八重山の芸能は、他の地域と同様、信仰を軸にしながら、農耕生活の過程において生まれ、発達してきました。
沖縄全体に共通する要素として、「御嶽(ウタキ)信仰」が原始共同体の中心にあったことが挙げられます。沖縄が狩猟採集生活から農耕を主体とした生産経済へと移っていたグスク時代(12~15世紀)、人々は台地上に集落をつくり、村の守り神を祀った聖域として構えたのが「御嶽」です。
結願祭、ソーラ(旧盆)、種子取祭の芸能は、2007年(平成19)に「小浜島の芸能」と一括して、国の重要無形民俗文化財として指定されました。年中行事のうち、結願祭は神前で奉納される演目が主となっており、もっとも多くの芸能が演じられます。明治初期のころに、「節」と「結願」の二つの行事が一つになったといわれています。八重山の中でも小浜島にしかみられない独自の民俗舞踊「ダートゥーダ」が保存会の手により2001年に復活しました。

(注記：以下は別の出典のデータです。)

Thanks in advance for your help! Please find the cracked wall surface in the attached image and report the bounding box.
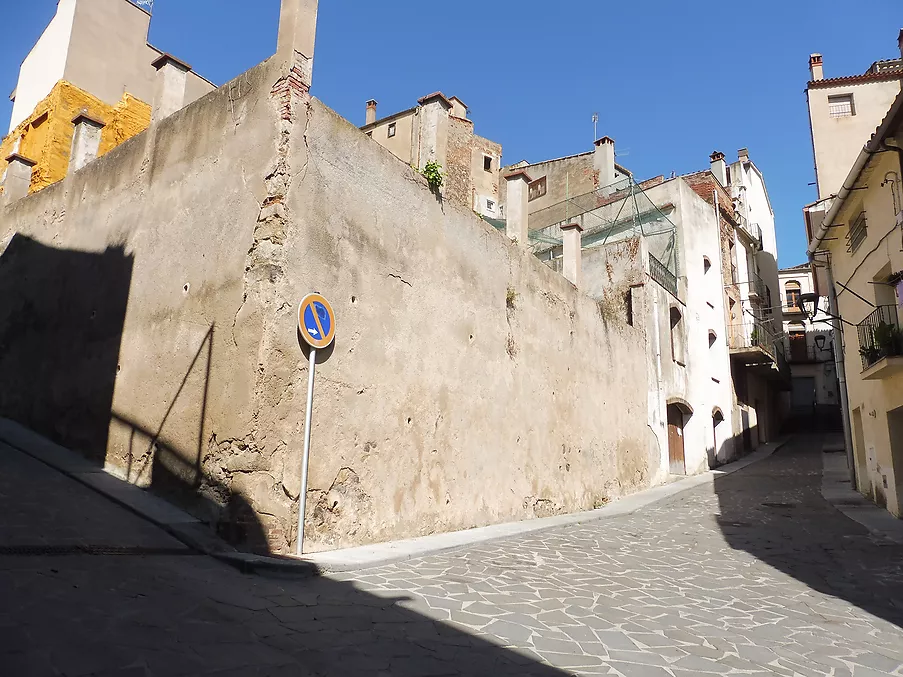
[0,53,660,554]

旧暦8月の戊亥のスクミから始まり、4日間行われます。2日目の正日(ショーニチ)では、北と南の二つの集落がそれぞれ伝承する芸能を奉納し、一般来当者も、ルールに従って舞台を見ることができます。
小浜島の自然植生の特徴の一つにリュウキュウチクが自生していることがあげられます。島内でも、土壌や生育環境により、径の太さや高さが異なります。この竹は、建築補助材、垣根材、農業資材に今も利用さています。
竹は、沖縄の芸能に書かせない楽器である横笛の原材料でもあります。古くから小浜島に笛吹きの名人が多かったのは、竹材に恵まれていたからです。化学製品や輸入材に圧倒され、島の竹は出荷されなくなり、竹林は荒廃し、現在は一部の竹林のみ利用しています。その中でも横笛の材料である竹は、節の長い良質の竹が島にはあります。
リュウキュウチクのほかに、ダイモウダキ(タイミンチク)も確認されており、笛に使われています。